• Advertisement
  • entries
    422
  • comments
    1540
  • views
    489659

Unicoding fun

Sign in to follow this  

66 views

Afternoon everyone,

Been a while since I updated my journal and even longer since I put anything remotely useful in it [grin]

So i gave up on that stupid D3D shader thing. No matter what I try it seems to go wrong [headshake]. I'll give it some time and get back to it when I come back from Spain.

In the meantime I refactored the F1CM codebase to Unicode (or wchar_t and std::wstring). From over 2-3 thousand errors I'm down to a mere 73 errors now [oh]

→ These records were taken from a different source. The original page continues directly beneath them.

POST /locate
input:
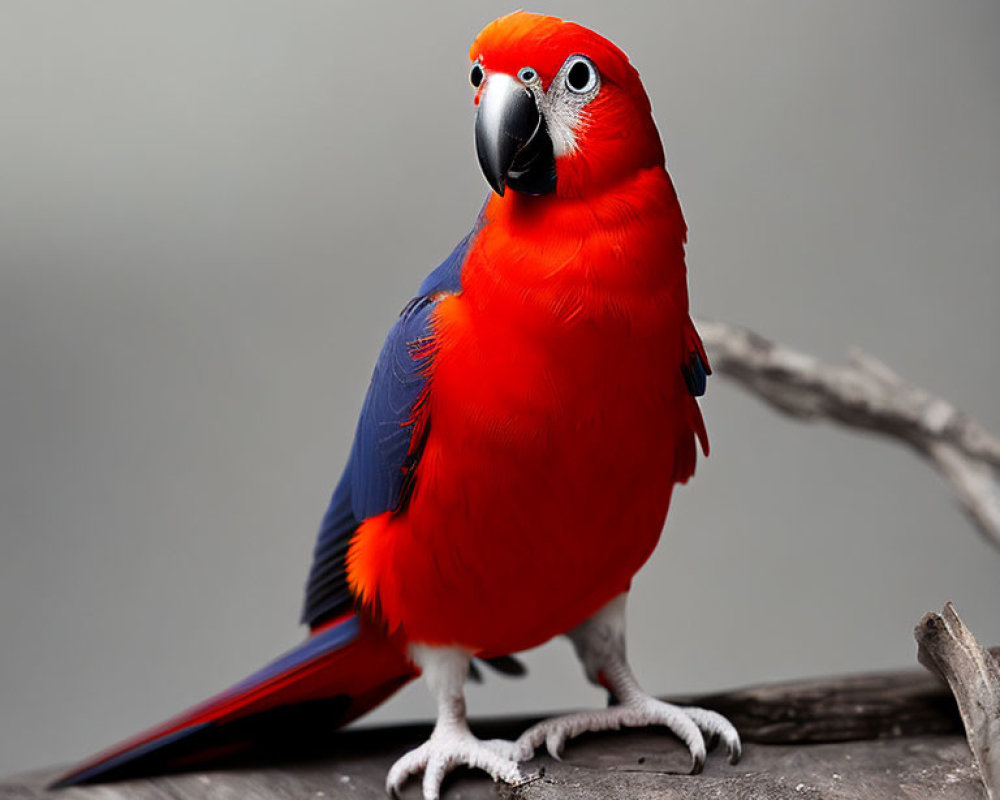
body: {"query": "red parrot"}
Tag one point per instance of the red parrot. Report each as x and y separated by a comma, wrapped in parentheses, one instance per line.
(528, 416)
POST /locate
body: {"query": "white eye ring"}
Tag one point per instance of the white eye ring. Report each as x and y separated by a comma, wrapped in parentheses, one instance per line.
(581, 75)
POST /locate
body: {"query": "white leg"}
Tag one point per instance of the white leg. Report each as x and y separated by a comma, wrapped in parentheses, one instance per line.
(600, 645)
(452, 743)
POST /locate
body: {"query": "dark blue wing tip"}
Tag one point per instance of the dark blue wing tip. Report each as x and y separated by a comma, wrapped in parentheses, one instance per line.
(695, 375)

I'm getting really good at breaking stuff

Anyway, the biggest headache I've had is external I/O (a.k.a. file reading/writing). Based on some googling it seems that getting STL to eat wide characters is a brutally painful affair that not only I had to experience. Upgrading an STL-based application to use Unicode. is a good article on the subject.

STL is without a doubt the best and worst thing about C++ programming

So I decided to roll my own Little Endian Unicode Text File Library [rolleyes]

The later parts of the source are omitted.